We're on the water company's list, on the basis that if I'm not here, barakta's ability to carry water home from the shop at the end of the road isn't something she can rely on. So far this has resulted in one random delivery of bottled water before some works that didn't actually cause an outage. The brief outages (including that caused by nextdoor's builders
[1]) we have had haven't been long enough to be a problem.
The electricity supply has been pretty reliable, even during the Great Selly Oak Substation Meltdown of 2012 it was only off for a couple of hours. The worst we normally get is a glitch that's enough to set off every burglar alarm in the area, but not long enough to cause computers to reboot.
But the voltage has been creeping down since Christmas. Yesterday's stats (accumulated from 5-minutely readings of the not-especially-calibrated UPS) give: Average:230.79V Max:243.10V Min:206.18V. I saw a minimum of 209V when I left a decent multimeter logging at 1-second intervals over the evening peak the other day. I suppose that's out of spec enough to be worth reporting...
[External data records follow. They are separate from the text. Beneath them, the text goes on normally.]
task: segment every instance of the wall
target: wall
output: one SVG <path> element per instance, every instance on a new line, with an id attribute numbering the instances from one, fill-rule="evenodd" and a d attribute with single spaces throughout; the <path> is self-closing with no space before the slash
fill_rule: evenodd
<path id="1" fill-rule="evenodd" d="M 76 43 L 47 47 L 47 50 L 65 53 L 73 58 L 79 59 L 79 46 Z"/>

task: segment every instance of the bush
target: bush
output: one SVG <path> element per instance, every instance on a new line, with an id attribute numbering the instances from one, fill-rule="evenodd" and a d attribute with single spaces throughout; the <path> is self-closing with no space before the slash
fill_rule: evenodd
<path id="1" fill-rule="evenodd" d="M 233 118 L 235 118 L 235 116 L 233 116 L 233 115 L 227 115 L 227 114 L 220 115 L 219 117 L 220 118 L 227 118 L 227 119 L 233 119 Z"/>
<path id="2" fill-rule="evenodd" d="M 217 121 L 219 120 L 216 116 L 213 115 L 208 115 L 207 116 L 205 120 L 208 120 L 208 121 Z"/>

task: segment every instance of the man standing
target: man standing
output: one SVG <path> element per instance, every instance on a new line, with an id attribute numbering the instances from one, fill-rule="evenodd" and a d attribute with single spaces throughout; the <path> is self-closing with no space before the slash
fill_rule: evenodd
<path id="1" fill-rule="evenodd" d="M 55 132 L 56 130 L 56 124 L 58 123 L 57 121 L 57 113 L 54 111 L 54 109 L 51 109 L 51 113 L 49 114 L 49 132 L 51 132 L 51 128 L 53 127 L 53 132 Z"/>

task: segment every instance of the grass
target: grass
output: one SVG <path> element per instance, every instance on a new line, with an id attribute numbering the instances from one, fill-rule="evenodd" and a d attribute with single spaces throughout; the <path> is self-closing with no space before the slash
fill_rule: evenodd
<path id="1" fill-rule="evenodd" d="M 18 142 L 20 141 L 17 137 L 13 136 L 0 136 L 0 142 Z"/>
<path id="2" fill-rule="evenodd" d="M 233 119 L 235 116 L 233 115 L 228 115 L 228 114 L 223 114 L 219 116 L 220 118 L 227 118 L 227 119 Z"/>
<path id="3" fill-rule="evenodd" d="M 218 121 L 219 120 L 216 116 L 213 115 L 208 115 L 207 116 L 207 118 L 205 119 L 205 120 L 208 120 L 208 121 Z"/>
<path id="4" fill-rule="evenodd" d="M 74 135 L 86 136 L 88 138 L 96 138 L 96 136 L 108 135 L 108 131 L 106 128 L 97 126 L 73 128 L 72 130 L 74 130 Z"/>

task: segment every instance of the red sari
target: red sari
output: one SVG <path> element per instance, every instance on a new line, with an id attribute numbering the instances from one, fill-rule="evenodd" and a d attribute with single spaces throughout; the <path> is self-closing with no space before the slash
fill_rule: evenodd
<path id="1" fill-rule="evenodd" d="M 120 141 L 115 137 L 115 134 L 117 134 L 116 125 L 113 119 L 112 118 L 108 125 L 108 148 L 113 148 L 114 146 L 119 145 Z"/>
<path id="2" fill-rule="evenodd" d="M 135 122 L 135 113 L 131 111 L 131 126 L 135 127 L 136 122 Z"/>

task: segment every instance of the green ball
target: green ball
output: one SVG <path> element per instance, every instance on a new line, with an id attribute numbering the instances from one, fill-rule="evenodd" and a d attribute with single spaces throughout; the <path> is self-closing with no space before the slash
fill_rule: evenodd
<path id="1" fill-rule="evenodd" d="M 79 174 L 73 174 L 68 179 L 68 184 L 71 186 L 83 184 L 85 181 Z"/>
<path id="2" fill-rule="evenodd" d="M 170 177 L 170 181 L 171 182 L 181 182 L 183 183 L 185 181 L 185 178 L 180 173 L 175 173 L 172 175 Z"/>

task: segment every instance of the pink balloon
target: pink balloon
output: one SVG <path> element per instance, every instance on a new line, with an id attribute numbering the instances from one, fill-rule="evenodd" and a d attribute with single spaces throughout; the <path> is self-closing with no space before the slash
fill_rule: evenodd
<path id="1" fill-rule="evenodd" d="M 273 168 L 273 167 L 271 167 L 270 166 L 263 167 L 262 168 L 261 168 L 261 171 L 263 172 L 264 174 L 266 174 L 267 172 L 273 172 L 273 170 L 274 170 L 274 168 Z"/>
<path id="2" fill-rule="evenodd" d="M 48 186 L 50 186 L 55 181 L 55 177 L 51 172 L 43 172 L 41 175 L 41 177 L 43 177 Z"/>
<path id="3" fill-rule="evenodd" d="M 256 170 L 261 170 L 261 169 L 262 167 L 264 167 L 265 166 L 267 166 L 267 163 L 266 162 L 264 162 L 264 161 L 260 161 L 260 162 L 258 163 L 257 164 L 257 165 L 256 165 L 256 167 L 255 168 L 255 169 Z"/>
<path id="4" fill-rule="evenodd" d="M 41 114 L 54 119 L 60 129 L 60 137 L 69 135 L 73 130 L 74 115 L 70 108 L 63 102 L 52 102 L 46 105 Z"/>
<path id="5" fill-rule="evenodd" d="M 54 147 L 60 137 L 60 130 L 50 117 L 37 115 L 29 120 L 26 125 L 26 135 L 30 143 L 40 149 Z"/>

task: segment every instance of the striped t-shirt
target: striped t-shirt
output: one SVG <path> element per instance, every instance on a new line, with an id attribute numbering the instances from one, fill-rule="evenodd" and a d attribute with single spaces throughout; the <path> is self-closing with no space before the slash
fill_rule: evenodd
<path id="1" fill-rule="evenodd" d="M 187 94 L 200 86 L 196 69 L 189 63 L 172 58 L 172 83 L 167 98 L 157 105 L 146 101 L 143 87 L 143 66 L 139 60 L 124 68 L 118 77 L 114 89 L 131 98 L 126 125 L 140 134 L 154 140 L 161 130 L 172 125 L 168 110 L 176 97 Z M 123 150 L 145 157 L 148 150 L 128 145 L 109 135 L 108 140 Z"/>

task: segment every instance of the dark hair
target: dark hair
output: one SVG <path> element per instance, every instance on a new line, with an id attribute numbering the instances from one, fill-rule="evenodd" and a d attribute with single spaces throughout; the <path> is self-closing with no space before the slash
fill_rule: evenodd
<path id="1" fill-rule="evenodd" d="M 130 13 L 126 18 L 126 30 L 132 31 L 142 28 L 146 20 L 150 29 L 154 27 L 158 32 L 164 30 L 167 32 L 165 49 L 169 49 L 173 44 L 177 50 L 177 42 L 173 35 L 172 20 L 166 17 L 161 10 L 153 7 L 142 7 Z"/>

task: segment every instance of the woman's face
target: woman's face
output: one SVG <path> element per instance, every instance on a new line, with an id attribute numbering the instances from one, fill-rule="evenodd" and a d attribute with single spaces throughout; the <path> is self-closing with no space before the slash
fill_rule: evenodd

ETA: I plotted a graph. Averages of averages, so don't read much into the actual figures. I note a correlation with university term starting on the 14th, but the overall trend is longer-term than that...
I think I'll wait until next week though, in the interests of random engineers not turning up and confusing barakta while I'm away over the weekend.
(Which is what happened when I reported a water leak that I discovered on a country lane a while ago: It seems that information submitted via the handy click-on-the-map and verbal description bits of Severn Trent's leak reporting web form doesn't actually make it to the engineers, so they turned up to my home address expecting to find a leak instead.)
[1] As soon as I spotted the water main in the hole they were digging I filled some water carriers. That they broke the pipe was entirely consistent with their level of competence up to (and indeed after) that point.